Star Wars: The Last Jedi
If The Last Jedi is to be compared to The Empire Strikes Back, then it has failed in the one thing that a mid-point sequel in a trilogy should do; I no longer care to watch the finale.
Is it because it is too quick to introduce new features to the force? No, I remember when lightsabres only came in two colours. Is it because it because I’m a Star Wars ‘fanboy’ and feel betrayed by the uncharacteristic actions of canonised characters? Not a jot; that is human nature. Truth is, there is just no story; nothing. It is 152 minutes of great soundtrack and achingly pretty scapes; simply an unnecessary promo for the genius of John Williams and the art director. All the subplots leave you wondering whether they are included just to link nostalgic in-jokes. Unfortunately, the whole film is a mere collection of dead-end and pointless subplots. Humour and cuteness are uncomfortably forced, and budding relationships are unnaturally rushed. It is not even possible to provide a spoiler as it ends where it started, with no arc, neither for the characters or in terms of plot. Inevitably, people die; but it seemed like they wanted to. About two thirds though, I felt the same.

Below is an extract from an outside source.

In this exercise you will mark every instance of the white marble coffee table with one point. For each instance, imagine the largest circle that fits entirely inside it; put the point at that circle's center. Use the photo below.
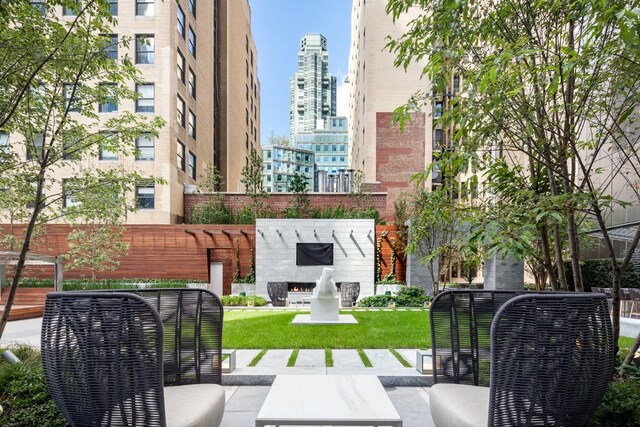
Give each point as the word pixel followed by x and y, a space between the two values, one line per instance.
pixel 345 400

Now I know Star Wars is fictional, but this is my responsibility as a science communicator. Indulge me this paragraph. Just because the world of Star Wars is ‘long ago, in a galaxy far, far away’, audiences are more informed and have higher expectations. People don’t survive floating in space without a pressure suit; they boil then freeze. Spacecraft flying past the window don’t rattle the glasses on the table. Strangely enough, producer JJ Abrams had already addressed these expectations in other projects he was involved in. Unfortunately one of these events is crucial to the series of unfortunate events that is called Star Wars: The Last Jedi. Why are have we taken a step back?

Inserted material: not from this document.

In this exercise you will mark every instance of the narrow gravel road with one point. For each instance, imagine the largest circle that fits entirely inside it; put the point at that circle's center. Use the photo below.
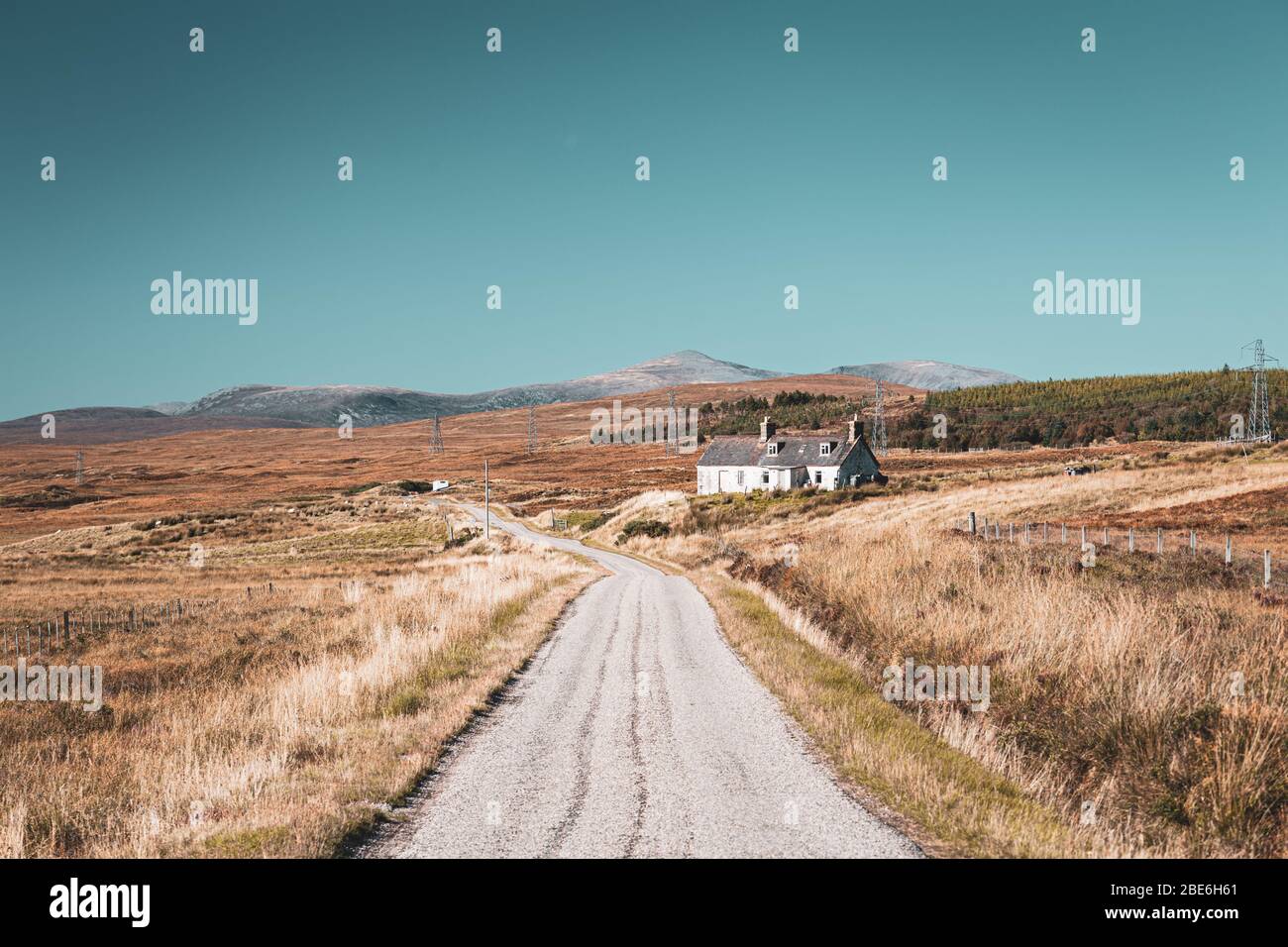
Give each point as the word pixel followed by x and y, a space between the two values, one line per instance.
pixel 635 731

There are positives. The actors performed well given the lack of script; certainly much improved over the vacuous performances in the previous outing in the franchise, Star Wars: Rogue One. Everyone else above the line was terrible; guilty of nothing more than knowingly raiding our earnings. No-one involved could view this film as something to be proud of. More worryingly, Disney also appear to have bamboozled most respected critics. It must have been one comprehensive press pack as this film truly is a turkey that has irredeemably ruined Christmas forever along with respect for a lot of reviewers.

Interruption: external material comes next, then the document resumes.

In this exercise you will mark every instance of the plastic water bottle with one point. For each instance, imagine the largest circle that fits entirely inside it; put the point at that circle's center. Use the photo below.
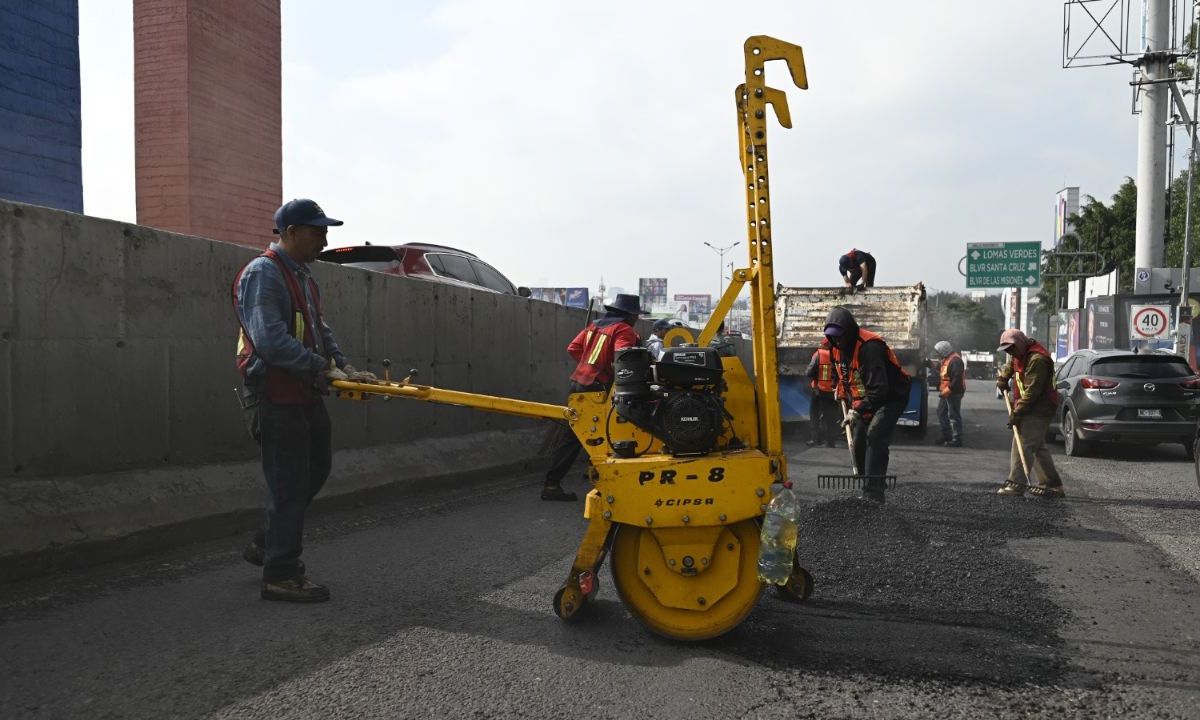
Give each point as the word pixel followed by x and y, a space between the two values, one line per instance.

What worries me most is the aspect that originally provided a new hope for the franchise: producer JJ Abrams. What started well as a trilogy has already become a never-ending drudge. Unlike his earlier series ‘Lost’, where audiences regularly graze over a period of years, the movie trilogy requires evidence of progression through a few hours. If this was the second episode of a new series, a second season would be an unlikely commission. If he remains at the helm, this trilogy will never stop; fading away rather than burning like it once did.